At Midnight Brawn was awakened by Saddler, “Gear-up, Son—wendigo done skulked ova da dee-vide; we gotz ta lite out fo dawn.”
Old Shacks had been left above Golden Hollow with the Rangers. Tim, The Squire and Sharp Shoe branched up Saddle Mountain, breaking trail. Saddler took Brawn up Lookout Mountain for a vantage on Winter Station Link, the stone tower above Winter Pass that could be seen from Lookout Mountain, where a like stone tower loomed. These two towers, with fire by night or smoke by day, could transmit basic signals between Denver Station and Winter Station.
Two sets of tracks, boys on ponies, had been sent up into the interior—Saddle supposed, to warn the stations there from Lookout Mountain, which had called in its rangers three days before. This was a queer arrangement, as the boys did not relieve the rangers and did not meet them. Tim opined, “Runaways,” when they reached Ponderosa Camp, an oft used way-station with a covered spring and open-sided barracks. Shacks would follow up at dawn, ahead of the main body to this point to await Saddler.

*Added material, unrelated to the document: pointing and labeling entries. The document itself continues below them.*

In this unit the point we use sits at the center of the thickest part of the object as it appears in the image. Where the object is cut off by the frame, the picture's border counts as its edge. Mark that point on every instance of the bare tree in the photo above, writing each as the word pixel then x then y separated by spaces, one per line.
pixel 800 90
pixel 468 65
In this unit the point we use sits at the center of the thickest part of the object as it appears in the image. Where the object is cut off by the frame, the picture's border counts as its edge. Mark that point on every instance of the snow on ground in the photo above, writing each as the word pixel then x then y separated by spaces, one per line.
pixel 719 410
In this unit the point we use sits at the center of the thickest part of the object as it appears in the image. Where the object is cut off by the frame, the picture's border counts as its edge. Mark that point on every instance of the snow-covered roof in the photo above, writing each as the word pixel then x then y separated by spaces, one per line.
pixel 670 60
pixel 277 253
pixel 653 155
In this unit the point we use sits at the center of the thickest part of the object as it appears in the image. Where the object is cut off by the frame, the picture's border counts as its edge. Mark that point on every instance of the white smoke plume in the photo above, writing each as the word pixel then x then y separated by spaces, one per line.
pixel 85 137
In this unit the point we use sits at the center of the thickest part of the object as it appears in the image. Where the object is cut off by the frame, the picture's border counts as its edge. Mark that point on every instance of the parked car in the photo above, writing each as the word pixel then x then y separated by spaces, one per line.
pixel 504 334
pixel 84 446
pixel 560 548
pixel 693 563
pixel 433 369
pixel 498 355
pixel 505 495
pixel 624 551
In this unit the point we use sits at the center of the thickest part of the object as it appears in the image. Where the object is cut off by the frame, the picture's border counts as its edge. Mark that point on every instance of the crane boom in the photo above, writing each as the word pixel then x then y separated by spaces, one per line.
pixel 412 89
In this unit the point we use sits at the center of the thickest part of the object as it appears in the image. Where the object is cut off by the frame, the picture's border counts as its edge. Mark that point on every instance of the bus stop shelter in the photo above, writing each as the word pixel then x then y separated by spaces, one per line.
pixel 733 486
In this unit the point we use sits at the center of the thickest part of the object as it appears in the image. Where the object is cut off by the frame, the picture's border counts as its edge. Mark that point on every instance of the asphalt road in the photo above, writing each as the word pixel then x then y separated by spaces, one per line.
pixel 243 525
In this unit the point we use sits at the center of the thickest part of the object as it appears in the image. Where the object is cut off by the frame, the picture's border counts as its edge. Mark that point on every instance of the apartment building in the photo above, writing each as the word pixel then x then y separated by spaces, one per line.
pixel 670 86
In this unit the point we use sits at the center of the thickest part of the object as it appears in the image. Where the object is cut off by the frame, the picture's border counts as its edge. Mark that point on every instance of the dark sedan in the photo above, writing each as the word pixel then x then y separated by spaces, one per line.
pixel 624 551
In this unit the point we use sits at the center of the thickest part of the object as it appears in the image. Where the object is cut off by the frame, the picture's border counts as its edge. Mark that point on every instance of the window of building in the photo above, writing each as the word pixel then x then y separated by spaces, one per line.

As Dawn Broke and the three trail-breakers wended their way down over the rocky shaded gulches west to that easy saddle trail up the long, low mountain of grass where bison grazed. Up towards the distant snow line to the west, Saddler nodded with a squint, “We headed fo some bad workins, Son. From ‘ere on out you gotz ta pree-dict my every order, our every need. We ridin’ Satan’s knife edge. I can be took at any moment en ye need to push on.”
Saddler then did the ‘ranger read’ swinging like a Comanche down to his right, his left foot free of that stirrup, and hung his head over the trace up Lookout Mountain. There, hanging upside down the Ranger Sergeant checked the pony prints of Tim’s “runaways” and glanced up towards the misty snow wrack dancing above the rosy dawn glow, and grunted, “Don’t add up, son. If they was ta run, they would not pin demselves up on dis ice pick. Dey also a bit weighty fo boys, not as weighty as yer wide self were, but slump-like weighty, like a German monger er some book-bent cathedral skulker back at Saint George.”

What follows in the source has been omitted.